Honor wanted to reach out and hug that distant ’cat. To share with her the depth of her own grief for what had happened to Sorrow Singer’s clan. Her sense of guilt that humans—any humans — could have caused such an atrocity. But she couldn’t, and so she simply bent her head in a small half bow of acknowledgment.
Sorrow Singer inclined her own head in response. Then her hands rose, and she began to sign with a flowing grace that somehow communicated a bottomless sea of sadness.

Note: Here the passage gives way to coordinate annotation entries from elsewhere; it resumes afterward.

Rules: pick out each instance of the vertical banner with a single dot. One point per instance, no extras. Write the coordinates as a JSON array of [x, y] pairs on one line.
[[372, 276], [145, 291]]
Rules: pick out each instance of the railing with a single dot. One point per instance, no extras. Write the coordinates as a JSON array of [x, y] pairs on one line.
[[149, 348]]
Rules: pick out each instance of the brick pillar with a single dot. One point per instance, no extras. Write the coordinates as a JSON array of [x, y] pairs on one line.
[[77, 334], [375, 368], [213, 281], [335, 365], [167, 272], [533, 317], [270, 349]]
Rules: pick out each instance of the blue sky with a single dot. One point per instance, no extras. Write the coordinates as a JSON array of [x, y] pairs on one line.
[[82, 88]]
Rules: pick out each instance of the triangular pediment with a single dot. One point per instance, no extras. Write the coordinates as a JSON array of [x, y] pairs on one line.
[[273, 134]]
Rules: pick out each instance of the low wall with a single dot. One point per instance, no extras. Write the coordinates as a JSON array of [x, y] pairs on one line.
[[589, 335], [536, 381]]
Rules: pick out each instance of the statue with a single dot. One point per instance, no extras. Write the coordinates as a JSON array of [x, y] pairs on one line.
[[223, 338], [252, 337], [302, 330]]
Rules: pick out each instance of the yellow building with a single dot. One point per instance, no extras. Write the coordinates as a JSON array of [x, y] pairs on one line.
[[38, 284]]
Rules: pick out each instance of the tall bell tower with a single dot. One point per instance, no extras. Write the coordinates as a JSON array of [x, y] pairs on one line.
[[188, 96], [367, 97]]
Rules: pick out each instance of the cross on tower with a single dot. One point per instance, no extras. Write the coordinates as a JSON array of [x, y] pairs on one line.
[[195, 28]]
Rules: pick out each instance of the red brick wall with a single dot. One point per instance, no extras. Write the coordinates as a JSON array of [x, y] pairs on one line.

<I know of you, Dances on Clouds,> those graceful fingers said. <I have tasted your mind-glow in the songs from Laughs Brightly. And since the Day of Sorrow, Wind of Memory and Echo of Time have sung the songs of all those who came before you, as well. I have tasted them all, even Death Fang’s Bane herself. I know your clan.>
Her hands emphasized the verb, and as Honor looked into those bottomless green eyes, she realized what Sorrow Singer meant. That for the treecats, the mind-glows of all who’d gone before were still available, still there, as long as the chain of singers was unbroken. In a very real sense, Sorrow Singer had actually met Stephanie Harrington, Honor’s own ancestor, the very first human ever adopted by a treecat, and Honor felt a strange, powerful envy.
“I wish I could share those memories with you,” she heard herself say. “I’ve always wished I could have known her.”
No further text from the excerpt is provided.